WHAT A week this has been. My mind has been oscillating from one issue to another eventually living me with a throbbing headache for most of the mornings. I have spent time observing and analysing several issues and trying to think them through with little success. I do not even know where to start from.
I know this space is for regional issues but the massacres in Egypt cannot be ignored. One day we were all glued to our screens as Al Jazeera was showing the epitome of the "Arab Spring” but lately we are seeing a national army killing its own people and a country literally burning to the ground. I do not even know what to make of events there anymore.
Tanzania’s expulsion of people of Rwandan origin left me wondering more about what this whole East African Community idea that our leaders are known to talk about really means. What does it really mean when our leaders attend endless EAC summits, sign documents and pose for cameras and then turn around and hound people off ‘their’ land?

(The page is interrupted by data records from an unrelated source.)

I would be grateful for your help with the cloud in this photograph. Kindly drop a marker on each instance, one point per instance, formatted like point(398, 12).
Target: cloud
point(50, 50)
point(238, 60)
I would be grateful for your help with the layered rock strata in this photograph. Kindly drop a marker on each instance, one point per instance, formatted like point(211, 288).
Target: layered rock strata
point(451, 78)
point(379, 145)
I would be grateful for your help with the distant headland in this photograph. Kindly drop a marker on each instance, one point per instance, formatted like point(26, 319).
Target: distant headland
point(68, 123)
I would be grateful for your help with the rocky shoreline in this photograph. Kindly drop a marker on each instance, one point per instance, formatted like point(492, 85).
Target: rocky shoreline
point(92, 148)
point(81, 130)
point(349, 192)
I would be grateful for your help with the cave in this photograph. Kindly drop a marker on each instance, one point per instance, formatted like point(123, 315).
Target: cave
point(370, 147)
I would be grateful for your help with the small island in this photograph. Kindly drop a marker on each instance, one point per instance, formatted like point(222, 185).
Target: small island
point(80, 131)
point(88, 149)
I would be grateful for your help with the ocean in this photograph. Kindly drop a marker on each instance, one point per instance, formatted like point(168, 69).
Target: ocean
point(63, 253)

If we cannot accommodate fellow East Africans how can we even dream of an East African Community anyway? We all know that when the whites sat in Berlin to draw our current borders they never organised a referendum to ask people which side of the line they wanted to be at.

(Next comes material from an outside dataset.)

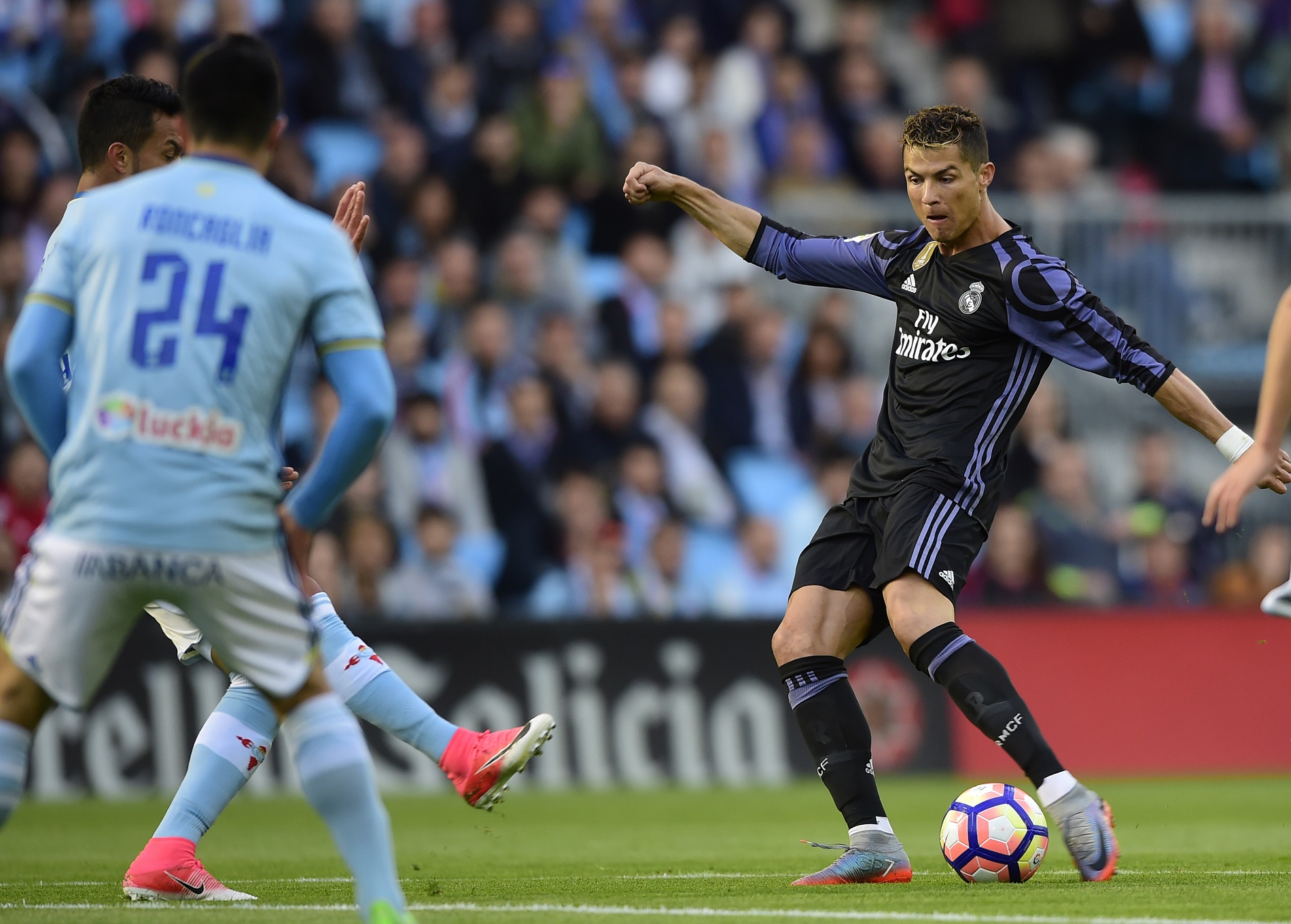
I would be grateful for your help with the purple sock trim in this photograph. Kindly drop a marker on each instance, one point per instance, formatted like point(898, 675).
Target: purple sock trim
point(947, 652)
point(800, 694)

That is why at any border you are likely to find people you may wrongly refer to as "illegal immigrants”. The Maasai are in Kenya and Tanzania, parts of northern Tanzania seem so Ugandan that Idi Amin considered getting them back. In some cases the divide affects even families. A one Aggrey Awori once contested for Uganda’s presidency at a time when his older brother was a vice president in Kenya!
The size of Rwanda in relation to its population density and the troubled political history means that people of Rwandan origin can be found across any of their borders. In Uganda the constitution even recognises the Banyarwanda as one of the ethnic groups that make up Uganda. Expulsion of people yet we have clear ambitions of integration is simply ironical then.
What I also found wrong were some of the responses to the issue above. Andrew Mwenda, a renowned Ugandan journalist, tweeted thus: "Kikwete is a shame to Africa. Now he is evicting ordinary Tanzanians of Rwanda/Tutsi ethnicity! And international media is silent. My question here is why do we have to call on the international media all the time?
What is the local and regional media doing to address such issues? How come many people still do not know the difference between being Rwandans and Banyarwanda? How many times shall we say that it is the role of the media to demystify the issue of East African integration?”
As the debate continued on Twitter, another friend suggested that "perhaps what we need is a CNN/Al Jazeera style network that covers African issues...” I have heard this call before that Africa needs its own Al Jazeera but to be honest such a development would be no development at all.
For years the African continent has remained misunderstood and misrepresented because we have allowed others to always group us as one homogenous land mass. We forget that actually Egypt is more Middle Eastern oriented than African.
Al Jazeera is credited with giving a favourable news angle to the Arab world not to the whole of Asia. CNN has done the same for America but not North America. In other words we do not need a station to cover the continent. We need regional stations that cover regions like West Africa, Arab North Africa, Central Africa, East Africa and Southern Africa better.
Interestingly, just before I sat to write this piece I was in a commuter taxi and throughout the journey the radio had two gentlemen analysing the English Premier League and even giving minute details about teams like Stoke City. They informed us of which players are good at what and even how old they are.
I was left wondering why radio stations that remain the most effective communication tool in this region now dedicate hours and hours on pre-match and post-match analysis as well as full live commentary for English Premier League games when the same cannot be done for local issues.
The TVs on the other hand are bombarding us with Spanish Telenovelas and Nollywood movies whose quality leaves a lot to be desired. And you wonder why we keep making one step forward and two steps back?